[MERGE] Better infrastructure for tracking remote server version in SmartClientMedium

Andrew Bennetts andrew at canonical.com
Thu Jun 12 05:35:01 BST 2008

Martin Pool wrote:
> On Wed, Jun 11, 2008 at 3:05 PM, Andrew Bennetts <andrew at canonical.com> wrote:
> > I don't much like these method names much.  I'm open to suggestions for
> > improvement.
> The other thing that was bothering me is that I think the client
> actually knows the server is in a particular interval of versions: at
> least X, but no more than Y.  These methods seem a bit confused about
> that.

Hmm, I suppose that's true.  But we only care about the upper bound, so that's
all I'm tracking at the moment.

> > Well, we need some way to gracefully cope with newer clients talking to older
> > servers.  The current approach of just optimistically trying the highest version
> > then falling back, and remember that you had to fall back on a per-connection
> > basis, seems to be the least worst option.
> >
> > We could remember that individual verbs aren't available, but that seems like a
> > YAGNI to me, especially considering it would add complexity to give worse
> > performance (if one 1.2 verb is not supported, why waste time trying another?).
> >
> > An added benefit of this approach is that it makes it easy to say "if the
> > protocol version is 2, we can immediately assume the remote only supports verbs
> > from 1.2 and earlier".  It also makes it easy to add a
> > Remote-objects-with-a-no-1.6-verbs-server scenario to
> > bzrdir/branch/repository-implementations along side the existing
> > Remote-objects-with-current-server scenario (I have a patch to add exactly that
> > that I'm about to submit now that I've got tests passing in a dependent loom
> > thread).
> Yes this does seem to touch on systematically knowing which version
> added which verbs and testing across the facilities available in
> earlier versions.
> If we are going to remember the server's version as a number across
> replies maybe it's better to just make use of the fact that in
> protocol 3 it's given explicitly, rather than ignoring that and
> inferring it?

We still need to fallback at least on the very first request.  Which means that
we either need approximately the same level of complexity as we have now
(fallback logic built-in to any Remote* method that might need it), or we go
back to making a “hello” request of some sort an relying exclusively on that.

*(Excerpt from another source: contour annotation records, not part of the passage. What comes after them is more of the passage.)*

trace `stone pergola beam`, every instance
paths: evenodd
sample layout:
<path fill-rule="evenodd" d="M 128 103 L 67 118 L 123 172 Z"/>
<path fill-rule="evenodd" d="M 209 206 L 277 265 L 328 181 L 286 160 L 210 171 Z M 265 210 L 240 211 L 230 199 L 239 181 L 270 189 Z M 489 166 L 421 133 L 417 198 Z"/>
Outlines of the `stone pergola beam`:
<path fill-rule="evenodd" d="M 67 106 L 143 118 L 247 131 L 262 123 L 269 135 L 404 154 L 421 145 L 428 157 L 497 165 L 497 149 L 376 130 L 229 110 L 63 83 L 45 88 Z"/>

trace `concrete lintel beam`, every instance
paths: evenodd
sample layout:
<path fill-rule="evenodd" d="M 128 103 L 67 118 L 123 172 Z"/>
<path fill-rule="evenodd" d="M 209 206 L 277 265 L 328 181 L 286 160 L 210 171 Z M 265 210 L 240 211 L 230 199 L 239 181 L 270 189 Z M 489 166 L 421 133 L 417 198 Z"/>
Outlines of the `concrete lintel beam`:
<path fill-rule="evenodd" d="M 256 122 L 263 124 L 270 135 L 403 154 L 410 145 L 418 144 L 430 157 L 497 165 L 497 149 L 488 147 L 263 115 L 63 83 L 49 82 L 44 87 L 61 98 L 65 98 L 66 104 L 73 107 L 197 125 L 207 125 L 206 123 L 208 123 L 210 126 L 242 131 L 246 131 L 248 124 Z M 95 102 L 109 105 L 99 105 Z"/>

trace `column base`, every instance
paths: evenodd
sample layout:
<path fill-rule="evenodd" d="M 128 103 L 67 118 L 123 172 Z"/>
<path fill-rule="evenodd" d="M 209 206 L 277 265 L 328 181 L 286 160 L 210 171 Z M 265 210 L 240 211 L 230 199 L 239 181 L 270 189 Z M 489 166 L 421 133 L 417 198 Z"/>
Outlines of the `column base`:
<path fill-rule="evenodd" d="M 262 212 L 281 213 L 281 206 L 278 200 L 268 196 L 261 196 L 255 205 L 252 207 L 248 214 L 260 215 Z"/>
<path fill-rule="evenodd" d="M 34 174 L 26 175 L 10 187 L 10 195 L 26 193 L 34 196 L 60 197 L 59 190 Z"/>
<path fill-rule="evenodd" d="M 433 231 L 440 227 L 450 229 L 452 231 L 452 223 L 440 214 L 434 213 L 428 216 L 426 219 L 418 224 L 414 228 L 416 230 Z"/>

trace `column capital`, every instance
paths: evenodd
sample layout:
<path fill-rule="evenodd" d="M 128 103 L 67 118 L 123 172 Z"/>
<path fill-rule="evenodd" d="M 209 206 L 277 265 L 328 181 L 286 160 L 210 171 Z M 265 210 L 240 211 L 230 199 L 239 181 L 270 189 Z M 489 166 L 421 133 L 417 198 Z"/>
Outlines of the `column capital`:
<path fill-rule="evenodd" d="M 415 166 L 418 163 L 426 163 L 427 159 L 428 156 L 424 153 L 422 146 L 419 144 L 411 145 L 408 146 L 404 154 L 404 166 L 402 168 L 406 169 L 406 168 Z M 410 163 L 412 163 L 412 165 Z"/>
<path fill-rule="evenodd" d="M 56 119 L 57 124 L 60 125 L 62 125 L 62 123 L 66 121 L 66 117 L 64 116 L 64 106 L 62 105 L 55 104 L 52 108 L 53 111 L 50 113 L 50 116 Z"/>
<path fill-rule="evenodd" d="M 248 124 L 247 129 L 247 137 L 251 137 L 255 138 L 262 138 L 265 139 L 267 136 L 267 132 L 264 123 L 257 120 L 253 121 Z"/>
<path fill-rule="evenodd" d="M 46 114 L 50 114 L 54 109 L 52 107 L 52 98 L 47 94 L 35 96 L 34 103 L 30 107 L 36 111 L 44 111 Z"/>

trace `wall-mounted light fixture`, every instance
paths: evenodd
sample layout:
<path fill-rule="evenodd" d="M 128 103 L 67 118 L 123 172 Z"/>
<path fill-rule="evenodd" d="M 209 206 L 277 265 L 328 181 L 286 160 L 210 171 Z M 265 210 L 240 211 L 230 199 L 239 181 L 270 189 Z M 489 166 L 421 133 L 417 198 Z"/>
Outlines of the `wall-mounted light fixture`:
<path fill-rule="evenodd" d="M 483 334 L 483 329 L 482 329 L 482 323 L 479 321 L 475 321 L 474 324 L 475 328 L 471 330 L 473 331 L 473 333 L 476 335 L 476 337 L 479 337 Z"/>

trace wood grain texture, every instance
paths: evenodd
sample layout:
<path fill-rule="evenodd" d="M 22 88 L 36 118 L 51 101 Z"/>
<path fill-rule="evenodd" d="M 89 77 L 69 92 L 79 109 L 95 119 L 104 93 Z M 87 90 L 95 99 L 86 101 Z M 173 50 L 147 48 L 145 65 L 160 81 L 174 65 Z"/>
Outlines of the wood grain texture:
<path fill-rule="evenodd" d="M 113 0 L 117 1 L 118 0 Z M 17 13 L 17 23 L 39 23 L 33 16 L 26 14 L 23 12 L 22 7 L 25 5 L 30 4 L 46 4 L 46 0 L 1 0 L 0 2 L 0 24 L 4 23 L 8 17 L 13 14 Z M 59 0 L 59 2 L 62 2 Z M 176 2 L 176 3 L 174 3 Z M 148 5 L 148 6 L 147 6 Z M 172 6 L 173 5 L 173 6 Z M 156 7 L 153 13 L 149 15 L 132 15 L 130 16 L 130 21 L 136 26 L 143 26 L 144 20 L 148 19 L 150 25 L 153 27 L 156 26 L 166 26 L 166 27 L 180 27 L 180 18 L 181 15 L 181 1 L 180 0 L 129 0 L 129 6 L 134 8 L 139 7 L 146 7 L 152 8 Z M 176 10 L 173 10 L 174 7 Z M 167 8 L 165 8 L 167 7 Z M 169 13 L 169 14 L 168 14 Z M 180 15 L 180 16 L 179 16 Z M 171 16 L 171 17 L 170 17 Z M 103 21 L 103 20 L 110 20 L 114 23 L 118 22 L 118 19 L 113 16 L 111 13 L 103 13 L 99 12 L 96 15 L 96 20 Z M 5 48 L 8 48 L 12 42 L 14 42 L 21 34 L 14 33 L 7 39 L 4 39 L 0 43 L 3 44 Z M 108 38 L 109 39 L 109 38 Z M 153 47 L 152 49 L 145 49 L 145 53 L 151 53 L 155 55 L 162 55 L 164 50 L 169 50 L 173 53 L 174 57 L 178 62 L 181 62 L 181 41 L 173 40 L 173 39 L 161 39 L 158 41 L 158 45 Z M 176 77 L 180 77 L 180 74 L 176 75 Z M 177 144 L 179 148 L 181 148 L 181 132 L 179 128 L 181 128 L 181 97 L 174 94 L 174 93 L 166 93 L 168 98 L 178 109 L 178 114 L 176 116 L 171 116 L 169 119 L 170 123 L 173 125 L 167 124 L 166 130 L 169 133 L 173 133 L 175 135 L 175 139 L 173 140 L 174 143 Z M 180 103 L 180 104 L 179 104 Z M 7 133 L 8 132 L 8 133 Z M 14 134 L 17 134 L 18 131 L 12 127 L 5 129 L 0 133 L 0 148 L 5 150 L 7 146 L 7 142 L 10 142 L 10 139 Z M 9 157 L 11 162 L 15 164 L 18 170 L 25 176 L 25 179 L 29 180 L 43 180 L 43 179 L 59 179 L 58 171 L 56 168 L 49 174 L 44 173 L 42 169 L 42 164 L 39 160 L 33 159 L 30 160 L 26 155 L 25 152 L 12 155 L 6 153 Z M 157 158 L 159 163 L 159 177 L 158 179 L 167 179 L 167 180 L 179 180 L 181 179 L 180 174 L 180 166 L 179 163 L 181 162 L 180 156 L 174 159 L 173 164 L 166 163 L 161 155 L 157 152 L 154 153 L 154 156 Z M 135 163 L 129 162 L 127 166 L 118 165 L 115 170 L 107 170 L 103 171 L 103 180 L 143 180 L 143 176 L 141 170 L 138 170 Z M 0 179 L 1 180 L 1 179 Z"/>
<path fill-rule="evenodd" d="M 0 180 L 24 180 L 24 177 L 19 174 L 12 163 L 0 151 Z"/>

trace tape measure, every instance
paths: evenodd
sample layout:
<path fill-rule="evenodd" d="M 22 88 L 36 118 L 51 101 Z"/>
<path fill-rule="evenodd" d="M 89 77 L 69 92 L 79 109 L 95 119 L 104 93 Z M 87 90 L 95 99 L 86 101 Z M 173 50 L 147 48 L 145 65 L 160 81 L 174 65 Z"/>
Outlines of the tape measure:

We'd have to think carefully about how version information is sent over the wire
if we go back to a “hello”-like strategy.  The existing “Software version”
header isn't appropriate (we don't really want to get into parsing and
comparing strings like "1.3.1" and "1.6b2").  We could add a “Protocol version”
header, but that's a small inconvenience to the test suite when generating
protocol requests/responses by hand and generally cluttering the bytes of every
request.  Or we could add new “hello” verb that doesn't have the flaws of the
old one (i.e. make the client realise that a newer server is fine).

I'm happy with the existing fallback strategy: it doesn't penalise you at all if
both client and server are up to date, and the maintenance burden doesn't seem
to be onerous (we aren't regularly finding bugs in the fallback logic, and it
doesn't impede my work on that code significantly).

I guess what I'm saying is the patch I've proposed seems to satisfy all our
current and anticipated use-cases adequately, and is a simple improvement over
what we are doing already.  If I change _is_remote_at_least() to a read-only
property called something like “_remote_version_guess” that callers can do <=
comparisons on, are you happy with that?